Gesa Fisher e Jutta Lemkav, duas alemãs de férias seis dias do Porto, preferiram conhecer a cidade de bicicleta tradicional, um meio de transporte que usam amiúde em Bielefeld, cidade alemã onde vivem, localizada entre Dortmund e Hamburgo (Norte da Alemanha).

“Queremos ir até à praia e fazer a marginal e achámos que era mais fácil de bicicleta. Queremos passear devagar, apreciar as praias e por isso a bicicleta é a melhor solução”, explicou Gesa.

A amiga, Jutta Lemkav, revela que tenta usar o menos possível carro na sua vida, considerando que a bicicleta é um meio de transporte maravilhoso para explorar o Porto e amigo do ambiente.
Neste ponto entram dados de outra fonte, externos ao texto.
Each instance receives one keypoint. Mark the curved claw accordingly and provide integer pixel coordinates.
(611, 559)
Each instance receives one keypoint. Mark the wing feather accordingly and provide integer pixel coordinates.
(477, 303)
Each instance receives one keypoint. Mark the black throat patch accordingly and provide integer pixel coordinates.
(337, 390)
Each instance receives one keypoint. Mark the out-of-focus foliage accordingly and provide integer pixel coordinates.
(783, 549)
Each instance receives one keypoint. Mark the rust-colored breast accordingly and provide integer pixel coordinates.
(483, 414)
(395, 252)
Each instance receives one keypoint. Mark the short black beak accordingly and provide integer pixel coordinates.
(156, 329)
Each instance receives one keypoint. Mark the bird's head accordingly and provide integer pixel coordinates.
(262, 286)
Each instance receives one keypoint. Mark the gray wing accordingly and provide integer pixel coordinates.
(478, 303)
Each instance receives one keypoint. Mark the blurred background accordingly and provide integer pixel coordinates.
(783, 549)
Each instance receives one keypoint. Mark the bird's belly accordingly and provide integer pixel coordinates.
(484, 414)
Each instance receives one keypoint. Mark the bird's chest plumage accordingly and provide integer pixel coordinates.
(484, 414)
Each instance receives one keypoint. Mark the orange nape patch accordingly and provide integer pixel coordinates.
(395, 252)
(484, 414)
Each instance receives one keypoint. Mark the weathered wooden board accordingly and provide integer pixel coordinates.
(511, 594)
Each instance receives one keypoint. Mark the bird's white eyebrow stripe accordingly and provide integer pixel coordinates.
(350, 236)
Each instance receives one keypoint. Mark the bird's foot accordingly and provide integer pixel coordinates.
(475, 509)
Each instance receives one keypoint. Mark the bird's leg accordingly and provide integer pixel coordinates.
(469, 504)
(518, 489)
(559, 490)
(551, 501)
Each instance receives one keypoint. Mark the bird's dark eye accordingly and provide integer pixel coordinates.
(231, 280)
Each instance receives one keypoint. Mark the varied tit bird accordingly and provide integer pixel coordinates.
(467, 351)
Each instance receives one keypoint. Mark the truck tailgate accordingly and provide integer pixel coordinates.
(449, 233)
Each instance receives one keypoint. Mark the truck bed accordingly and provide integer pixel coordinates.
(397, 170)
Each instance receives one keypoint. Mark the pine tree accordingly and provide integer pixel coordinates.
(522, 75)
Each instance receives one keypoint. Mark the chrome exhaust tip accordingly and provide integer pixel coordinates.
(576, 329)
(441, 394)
Jutta refere, todavia, que as ruas do Porto, com subidas, exigem mais força muscular do que andar de bicicleta na sua cidade na Alemanha, onde, refere, há caminhos destinados para as bicicletas seguros e fáceis.

O negócio de aluguer de bicicletas correu bem este verão. Foi dos poucos negócios que, mesmo em pandemia, não encerrou completamente, recorda José Luís Leitão, gerente da loja Biclas & Triclas — Rent a Bike and Tours”, sediada perto do edifício da Alfândega do Porto.

“A pandemia, a coisa boa que trouxe para o meu negócio, foi que os cidadãos portugueses também despertaram um pouco para as bicicletas e passaram a ser um pretexto para poderem andar um passeio sem serem incomodados pelas autoridades. (…) Digamos que em termos de clientela portuguesa, de pessoas que vivem aqui na cidade, 2021 foi, se calhar, o nosso melhor ano de sempre”, assumiu empresário.

Os meses de julho, agosto, setembro e mesmo em outubro registaram “muitos clientes” e foi sempre em crescendo, mas está a começar a registar-se uma quebra nestes últimos dias de novembro e que pode estar relacionada com a “publicidade à quinta vaga da covid-19”, refere o gerente do Biclas & Triclas.

Pelas ruas portuenses da zona da Ribeira, Alfândega, Clérigos ou Foz cruzam-se pelotões de bicicletas elétricas conduzidas por turistas de todo o mundo, convivendo com ‘tuk-tuk’, autocarros panorâmicos, trotinetes ou skaters. Só o congestionamento do trânsito devido às obras do metro torna os passeios mais demorados e menos mágicos.